I had a great conversation with my friend and coaching mentor, Galadriel, this past week about a perpetual struggle I have with experiencing fulfillment in my life. In the process, I learned a fun (and I think very apt) new word: Too-full-ment. (Thanks to Galadriel for that one!)
Too-full-ment is what happens when you fill your plate, not with things that drain you or don't bring you life, but with too many things that do. You go after too many good, life-giving things at once, and the paradoxical effect of that is that your life actually becomes less fulfilling. For a dunce like me, this experience can be very confusing. After all, more is more, right? More life, more joy, more good meaningful work, more deep relationship. The more of that you can get onto your plate, the better your life is. So how come when I do that--when I fill my plate to overflowing with tons of great, meaningful, life-giving things--I end up feeling less alive. Drained. Even burdened.
My problem is this: I tend to treat life like an all-you-can-eat buffet. So many wonderful choices, so many flavors to try, so much to consume! I fill my plate to the rim and eat it quickly (because some part of me knows my stomach will soon betray me and signal "full") and go refill it again. It's all good stuff (OK, I realize most buffets are actually full of junkie foods, but for the sake of the analogy, let's assume that my buffet has nothing but the best-tasting most nutritious food imaginable), and I take it all in with passion and vigor. But when I can finally take no more, what I find at the end of that experience is not fulfillment, but suffering. I feel awful. Like a stuffed whale begging to be put out of its misery. Instead of being fulfilled, I'm over-full--a condition that's anything but life-giving.

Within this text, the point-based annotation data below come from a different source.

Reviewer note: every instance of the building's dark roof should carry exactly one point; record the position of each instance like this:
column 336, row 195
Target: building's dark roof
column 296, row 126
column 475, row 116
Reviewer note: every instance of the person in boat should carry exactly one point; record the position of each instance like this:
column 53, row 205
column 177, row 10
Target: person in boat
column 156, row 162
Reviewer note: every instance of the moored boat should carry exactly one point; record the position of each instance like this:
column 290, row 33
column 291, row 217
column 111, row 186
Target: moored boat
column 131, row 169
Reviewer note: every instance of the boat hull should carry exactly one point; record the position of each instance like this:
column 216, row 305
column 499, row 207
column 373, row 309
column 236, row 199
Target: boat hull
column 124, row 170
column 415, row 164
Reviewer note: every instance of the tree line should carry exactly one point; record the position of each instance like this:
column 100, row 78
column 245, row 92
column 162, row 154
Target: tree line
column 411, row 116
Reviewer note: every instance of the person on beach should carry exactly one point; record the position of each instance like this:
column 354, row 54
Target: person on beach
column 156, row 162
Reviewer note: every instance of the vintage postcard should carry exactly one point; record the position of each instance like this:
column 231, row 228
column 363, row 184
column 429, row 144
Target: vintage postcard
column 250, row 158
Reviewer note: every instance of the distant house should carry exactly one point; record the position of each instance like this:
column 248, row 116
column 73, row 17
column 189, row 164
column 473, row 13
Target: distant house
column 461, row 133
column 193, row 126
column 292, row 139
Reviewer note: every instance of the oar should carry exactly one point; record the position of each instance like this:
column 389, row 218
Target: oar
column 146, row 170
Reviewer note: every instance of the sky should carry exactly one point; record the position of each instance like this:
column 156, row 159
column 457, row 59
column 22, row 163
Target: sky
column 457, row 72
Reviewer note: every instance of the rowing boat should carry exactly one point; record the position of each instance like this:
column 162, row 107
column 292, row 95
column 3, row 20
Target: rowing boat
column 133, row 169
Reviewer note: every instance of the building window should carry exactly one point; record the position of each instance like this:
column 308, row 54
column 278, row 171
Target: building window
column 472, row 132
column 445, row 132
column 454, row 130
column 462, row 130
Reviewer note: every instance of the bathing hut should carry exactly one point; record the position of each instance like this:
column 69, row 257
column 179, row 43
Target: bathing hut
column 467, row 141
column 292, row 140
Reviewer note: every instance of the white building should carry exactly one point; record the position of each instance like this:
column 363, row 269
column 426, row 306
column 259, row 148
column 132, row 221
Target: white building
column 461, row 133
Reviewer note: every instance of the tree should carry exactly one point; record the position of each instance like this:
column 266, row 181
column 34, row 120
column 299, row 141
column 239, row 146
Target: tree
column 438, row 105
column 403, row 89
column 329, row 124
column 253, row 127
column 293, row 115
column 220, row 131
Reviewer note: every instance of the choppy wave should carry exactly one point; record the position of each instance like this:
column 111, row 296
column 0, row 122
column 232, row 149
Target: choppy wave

As Galadriel said during our convo, it's not that you can't have it all, you just can't have it all at once.
Part of living a life of fulfillment involves respecting the limits of your own capacity. Too much of a good thing does not make Jack a fulfilled boy. True fulfillment means consciously choosing to say no some things that really do bring you life, in favor of balance, breathing room, and a healthy, life-giving pace.
What about you? When does fulfillment turn into "too-full-ment" for you? How do you know when you've crossed the line? And how do you get back to a truly fulfilling life?